I slept for the next three months.
I would muster the energy to shower, and then take a nap.
I would wake from my nap and then attempt to go upstairs for the rest of the day.
I would often have to sit on the steps and rest half way up, and there were only 11 stairs.
I didn't have the energy to comb my hair.
I didn't have the energy to put socks on.
After the three months I was over the worst of the mono, but didn't fully recover for years after that.
I tried to find Austin but he had moved and this was in the day before everyone had a cell phone.
I had no way to contact him and my sister never saw him again.
I asked my friend, who was also from Alaska, for an Alaskan phone book and I spent hours pouring over every page, searching for my friend Austin. I never found a number that matched his last name.
And now, when we have the amazing technology that we do, I can't even remember his last name.
I didn't keep anything from that semester of college.
I burned my pictures; I tore the pages from my journal and threw them away; I blocked out most of the memories except for of Austin.
And I will always be grateful for him.
* * * * *
After my last post someone left this comment:
All my life I've been taught we are on this earth to fulfill a mission. I'm afraid I'm failing - failing miserably. I have no purpose & can't seem to find the courage you speak of.
And I thought about it all night long. I spent hours trying to think of a way to respond. And over and over again I thought of Austin.
If Austin never accomplished another thing in his life (which I'm sure is far from the truth) he accomplished the most important thing ever - for me.
He healed my heart and he taught me to trust again.
If he had no other purpose here, that was enough.
And I never even got to tell him.
I believe with all of my heart that all of us, no matter what we believe about ourselves, are here to touch and bless the lives of others.
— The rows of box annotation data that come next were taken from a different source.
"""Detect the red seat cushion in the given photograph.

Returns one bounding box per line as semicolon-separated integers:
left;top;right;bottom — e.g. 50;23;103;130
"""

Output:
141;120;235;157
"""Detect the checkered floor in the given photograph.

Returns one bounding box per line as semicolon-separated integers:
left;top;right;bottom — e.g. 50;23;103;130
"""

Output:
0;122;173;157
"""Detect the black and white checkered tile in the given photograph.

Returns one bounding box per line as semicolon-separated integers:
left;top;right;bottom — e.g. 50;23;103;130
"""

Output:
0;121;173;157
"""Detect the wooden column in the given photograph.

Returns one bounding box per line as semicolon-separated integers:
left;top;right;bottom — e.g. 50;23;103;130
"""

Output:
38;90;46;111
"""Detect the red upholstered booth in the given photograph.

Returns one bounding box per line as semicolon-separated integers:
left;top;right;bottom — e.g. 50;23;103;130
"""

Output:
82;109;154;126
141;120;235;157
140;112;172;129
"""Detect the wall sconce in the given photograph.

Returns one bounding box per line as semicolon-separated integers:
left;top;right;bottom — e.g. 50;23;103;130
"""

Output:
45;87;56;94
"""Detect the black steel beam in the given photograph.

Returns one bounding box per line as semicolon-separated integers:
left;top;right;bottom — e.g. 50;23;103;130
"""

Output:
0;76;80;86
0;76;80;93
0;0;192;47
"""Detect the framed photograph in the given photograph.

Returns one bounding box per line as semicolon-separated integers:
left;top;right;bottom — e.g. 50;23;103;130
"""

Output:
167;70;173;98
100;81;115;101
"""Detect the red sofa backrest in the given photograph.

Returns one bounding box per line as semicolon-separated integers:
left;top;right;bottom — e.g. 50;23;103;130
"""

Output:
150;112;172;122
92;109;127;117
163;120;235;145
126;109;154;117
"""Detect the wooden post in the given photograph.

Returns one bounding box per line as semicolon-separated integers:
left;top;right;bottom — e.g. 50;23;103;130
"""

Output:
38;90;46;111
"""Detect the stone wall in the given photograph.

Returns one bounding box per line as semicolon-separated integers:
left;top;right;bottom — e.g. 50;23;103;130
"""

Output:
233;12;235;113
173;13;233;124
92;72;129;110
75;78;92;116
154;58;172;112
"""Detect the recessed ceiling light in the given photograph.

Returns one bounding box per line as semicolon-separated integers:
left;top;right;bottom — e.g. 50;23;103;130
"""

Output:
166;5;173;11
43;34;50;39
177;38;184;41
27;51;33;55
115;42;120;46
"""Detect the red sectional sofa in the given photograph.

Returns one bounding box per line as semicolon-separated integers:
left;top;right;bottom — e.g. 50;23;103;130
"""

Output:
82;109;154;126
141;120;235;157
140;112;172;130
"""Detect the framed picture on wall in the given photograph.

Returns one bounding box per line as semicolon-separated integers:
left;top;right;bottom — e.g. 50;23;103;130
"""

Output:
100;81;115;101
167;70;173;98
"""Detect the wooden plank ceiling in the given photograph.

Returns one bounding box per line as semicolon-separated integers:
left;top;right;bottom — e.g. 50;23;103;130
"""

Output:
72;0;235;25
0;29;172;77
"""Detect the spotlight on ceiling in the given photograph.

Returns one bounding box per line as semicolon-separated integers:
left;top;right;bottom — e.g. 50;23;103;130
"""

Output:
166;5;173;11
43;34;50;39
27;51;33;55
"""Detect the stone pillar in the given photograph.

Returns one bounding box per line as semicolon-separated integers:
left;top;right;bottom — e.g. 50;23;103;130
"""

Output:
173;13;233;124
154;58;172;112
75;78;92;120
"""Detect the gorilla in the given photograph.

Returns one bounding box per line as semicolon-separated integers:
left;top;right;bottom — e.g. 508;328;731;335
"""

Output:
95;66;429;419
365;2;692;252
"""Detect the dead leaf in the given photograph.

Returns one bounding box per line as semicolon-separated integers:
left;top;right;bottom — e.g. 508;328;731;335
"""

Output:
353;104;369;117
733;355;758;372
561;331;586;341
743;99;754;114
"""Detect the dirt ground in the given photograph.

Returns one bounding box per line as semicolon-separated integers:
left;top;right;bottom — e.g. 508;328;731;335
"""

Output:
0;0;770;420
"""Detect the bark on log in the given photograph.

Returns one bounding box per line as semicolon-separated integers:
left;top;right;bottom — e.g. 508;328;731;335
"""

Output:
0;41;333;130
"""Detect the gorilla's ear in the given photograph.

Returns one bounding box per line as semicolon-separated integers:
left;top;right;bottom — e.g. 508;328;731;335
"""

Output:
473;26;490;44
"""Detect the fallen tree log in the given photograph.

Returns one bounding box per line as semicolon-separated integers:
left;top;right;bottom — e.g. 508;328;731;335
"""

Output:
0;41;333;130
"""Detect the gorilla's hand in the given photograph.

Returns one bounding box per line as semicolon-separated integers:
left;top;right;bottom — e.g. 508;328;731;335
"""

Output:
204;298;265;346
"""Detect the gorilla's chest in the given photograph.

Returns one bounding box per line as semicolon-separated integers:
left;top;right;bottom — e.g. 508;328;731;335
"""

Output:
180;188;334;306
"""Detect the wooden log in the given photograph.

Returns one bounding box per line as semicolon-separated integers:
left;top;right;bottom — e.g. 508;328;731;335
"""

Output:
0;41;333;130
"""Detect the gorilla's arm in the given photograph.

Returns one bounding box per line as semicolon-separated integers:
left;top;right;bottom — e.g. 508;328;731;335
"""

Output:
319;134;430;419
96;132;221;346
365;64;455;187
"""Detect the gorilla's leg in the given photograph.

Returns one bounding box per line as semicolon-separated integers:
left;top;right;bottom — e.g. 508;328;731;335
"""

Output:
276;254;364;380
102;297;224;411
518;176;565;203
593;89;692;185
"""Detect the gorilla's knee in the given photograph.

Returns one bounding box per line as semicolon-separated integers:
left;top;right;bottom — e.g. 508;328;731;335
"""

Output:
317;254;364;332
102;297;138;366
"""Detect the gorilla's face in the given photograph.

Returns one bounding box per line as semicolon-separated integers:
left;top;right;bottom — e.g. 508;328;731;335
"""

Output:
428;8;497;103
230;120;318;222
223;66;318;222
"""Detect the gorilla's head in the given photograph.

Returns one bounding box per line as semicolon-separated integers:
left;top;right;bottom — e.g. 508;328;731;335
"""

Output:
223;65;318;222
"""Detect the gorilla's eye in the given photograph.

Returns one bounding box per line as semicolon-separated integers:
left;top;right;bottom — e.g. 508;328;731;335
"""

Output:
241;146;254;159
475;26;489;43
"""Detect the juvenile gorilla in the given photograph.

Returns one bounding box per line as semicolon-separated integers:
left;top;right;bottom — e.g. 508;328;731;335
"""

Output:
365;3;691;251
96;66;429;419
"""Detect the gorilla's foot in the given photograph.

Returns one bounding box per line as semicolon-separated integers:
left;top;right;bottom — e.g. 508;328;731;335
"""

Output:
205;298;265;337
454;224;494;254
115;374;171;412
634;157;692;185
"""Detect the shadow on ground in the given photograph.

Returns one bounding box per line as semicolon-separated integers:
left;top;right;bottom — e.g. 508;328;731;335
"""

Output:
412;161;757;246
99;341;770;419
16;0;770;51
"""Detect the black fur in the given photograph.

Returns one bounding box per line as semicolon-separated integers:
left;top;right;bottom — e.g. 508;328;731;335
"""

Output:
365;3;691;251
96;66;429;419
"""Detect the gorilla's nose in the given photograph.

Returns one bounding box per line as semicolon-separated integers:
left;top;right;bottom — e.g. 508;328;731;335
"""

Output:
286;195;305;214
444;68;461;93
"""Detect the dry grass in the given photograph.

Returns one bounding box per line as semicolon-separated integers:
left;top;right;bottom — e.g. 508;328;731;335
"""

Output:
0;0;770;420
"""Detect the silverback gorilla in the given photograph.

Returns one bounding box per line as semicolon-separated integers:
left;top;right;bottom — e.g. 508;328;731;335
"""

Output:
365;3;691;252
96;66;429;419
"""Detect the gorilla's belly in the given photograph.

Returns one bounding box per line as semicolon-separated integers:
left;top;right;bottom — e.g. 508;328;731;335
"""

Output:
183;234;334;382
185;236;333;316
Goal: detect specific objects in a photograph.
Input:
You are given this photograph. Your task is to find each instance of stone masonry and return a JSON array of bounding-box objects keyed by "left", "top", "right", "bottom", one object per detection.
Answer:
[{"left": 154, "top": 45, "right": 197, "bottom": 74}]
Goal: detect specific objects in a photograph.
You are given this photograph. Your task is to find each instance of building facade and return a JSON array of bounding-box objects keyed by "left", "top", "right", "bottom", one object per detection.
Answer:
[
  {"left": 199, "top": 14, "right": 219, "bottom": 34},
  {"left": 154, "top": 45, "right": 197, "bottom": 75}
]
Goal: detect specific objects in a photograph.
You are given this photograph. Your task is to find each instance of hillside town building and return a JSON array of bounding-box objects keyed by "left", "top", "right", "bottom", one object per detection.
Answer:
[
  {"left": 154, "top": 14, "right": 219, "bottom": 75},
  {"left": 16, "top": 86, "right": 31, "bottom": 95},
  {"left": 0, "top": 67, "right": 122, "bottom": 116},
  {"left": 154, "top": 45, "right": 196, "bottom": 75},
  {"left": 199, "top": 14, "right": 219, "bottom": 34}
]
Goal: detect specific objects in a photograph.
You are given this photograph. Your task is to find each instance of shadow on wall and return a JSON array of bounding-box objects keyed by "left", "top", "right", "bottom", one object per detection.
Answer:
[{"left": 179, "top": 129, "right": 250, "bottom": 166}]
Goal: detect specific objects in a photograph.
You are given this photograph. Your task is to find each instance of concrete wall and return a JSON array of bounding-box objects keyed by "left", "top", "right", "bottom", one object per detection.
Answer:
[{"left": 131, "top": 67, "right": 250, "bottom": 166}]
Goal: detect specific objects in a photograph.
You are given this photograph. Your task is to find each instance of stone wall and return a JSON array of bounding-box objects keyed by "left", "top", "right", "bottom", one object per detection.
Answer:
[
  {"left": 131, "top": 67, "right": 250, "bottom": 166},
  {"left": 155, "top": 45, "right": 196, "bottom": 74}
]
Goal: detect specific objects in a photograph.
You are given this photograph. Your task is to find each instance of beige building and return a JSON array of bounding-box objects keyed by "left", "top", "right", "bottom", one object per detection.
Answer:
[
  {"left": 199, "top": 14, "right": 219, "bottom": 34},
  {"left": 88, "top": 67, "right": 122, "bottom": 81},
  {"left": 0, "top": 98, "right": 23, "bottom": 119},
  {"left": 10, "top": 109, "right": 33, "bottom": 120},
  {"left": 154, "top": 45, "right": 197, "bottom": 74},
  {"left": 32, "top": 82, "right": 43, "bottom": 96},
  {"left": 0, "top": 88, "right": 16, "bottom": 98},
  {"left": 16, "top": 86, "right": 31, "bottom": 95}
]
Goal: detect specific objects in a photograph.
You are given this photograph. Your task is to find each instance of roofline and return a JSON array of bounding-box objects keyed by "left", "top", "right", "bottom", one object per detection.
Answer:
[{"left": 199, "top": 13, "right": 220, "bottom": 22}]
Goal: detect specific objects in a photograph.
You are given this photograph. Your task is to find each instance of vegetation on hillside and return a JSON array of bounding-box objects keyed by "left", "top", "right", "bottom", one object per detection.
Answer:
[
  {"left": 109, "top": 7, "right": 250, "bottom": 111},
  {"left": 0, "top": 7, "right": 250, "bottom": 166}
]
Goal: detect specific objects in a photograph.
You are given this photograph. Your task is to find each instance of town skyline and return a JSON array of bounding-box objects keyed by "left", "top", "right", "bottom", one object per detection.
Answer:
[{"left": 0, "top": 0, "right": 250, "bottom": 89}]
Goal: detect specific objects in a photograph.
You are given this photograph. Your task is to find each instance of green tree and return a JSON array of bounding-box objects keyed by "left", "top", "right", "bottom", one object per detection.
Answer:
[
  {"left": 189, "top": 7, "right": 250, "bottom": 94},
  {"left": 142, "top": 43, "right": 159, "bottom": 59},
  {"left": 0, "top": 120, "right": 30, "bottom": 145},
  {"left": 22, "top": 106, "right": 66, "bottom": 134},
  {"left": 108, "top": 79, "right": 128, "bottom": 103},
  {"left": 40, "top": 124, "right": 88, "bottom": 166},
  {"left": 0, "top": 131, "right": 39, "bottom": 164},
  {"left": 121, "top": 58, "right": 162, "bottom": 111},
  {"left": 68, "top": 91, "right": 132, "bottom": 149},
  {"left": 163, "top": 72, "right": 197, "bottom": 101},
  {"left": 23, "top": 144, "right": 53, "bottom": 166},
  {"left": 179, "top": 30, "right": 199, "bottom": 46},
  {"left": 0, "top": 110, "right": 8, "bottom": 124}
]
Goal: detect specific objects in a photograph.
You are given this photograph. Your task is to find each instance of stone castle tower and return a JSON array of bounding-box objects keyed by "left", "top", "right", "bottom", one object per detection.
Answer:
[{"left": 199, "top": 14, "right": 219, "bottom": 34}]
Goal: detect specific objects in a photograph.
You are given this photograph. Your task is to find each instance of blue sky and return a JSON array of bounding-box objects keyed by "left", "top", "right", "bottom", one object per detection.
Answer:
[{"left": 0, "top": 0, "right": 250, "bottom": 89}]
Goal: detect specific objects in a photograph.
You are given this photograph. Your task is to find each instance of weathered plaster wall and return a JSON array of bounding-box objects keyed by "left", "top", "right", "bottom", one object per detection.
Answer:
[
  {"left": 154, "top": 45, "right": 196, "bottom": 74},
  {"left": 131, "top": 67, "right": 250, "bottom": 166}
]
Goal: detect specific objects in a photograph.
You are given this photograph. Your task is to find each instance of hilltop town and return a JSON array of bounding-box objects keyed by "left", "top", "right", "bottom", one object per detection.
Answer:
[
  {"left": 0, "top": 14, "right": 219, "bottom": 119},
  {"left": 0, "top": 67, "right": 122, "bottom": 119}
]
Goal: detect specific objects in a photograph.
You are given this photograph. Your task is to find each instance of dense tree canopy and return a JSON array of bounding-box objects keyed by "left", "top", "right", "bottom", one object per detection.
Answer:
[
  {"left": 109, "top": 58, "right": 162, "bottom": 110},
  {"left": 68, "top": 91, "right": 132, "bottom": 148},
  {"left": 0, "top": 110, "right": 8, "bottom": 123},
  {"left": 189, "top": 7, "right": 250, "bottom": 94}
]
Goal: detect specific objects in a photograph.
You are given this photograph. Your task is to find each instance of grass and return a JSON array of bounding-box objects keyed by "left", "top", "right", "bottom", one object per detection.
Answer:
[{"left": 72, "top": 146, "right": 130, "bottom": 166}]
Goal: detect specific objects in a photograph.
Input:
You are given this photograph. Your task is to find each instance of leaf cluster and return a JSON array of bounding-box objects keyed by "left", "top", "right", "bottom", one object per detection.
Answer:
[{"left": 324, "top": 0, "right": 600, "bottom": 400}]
My dear grandpa spent the last five or six years of his life sitting on his couch, listening to music on tapes because he was mostly blind and couldn't do anything else. Day in and day out he sat on his couch, and he told me more than once how useless he felt, how little he felt that his life mattered.
He had no idea the legacy he was leaving - for me, for his neighbors, for his loved ones. The last five years of my grandpa's life were a blessing to everyone he came in contact with.
My dear Anonymous, you are fulfilling a mission, somewhere, to someone.
Don't EVER doubt that.
Your life has purpose, more than you might ever know.
I hope you'll indulge me in one more story.
Several years ago I spent some time in Guatemala with a group of people I had never met previously.
We were from different walks of life, and we had different experiences coloring our individual reality, but we were joined together in a mutual cause of working to better the lives of a group of people in a small village in the jungles of Guatemala.
One of the girls I met and was roommates with for a few nights was different than me.
We had different backgrounds and different interests, and after getting to know her a little bit I felt like she might be misunderstood by a lot of people.
But I loved her.
I enjoyed out conversations, and I learned a lot from her.
We kept in contact a little bit after we returned home, and there were a few times she reached out to me in times where I really needed it.
Her friendship, although brief, touched my heart and made me a better person, and she'll probably never know.
Anonymous, you are doing the same, for someone or many someones, every day you live - and don't ever lose hope in what you are doing. You aren't failing. None of us are.
And for all of us, I hope that we will stop and take the time to thank the people who make a difference in our lives - so that they will know that they too are far from failing.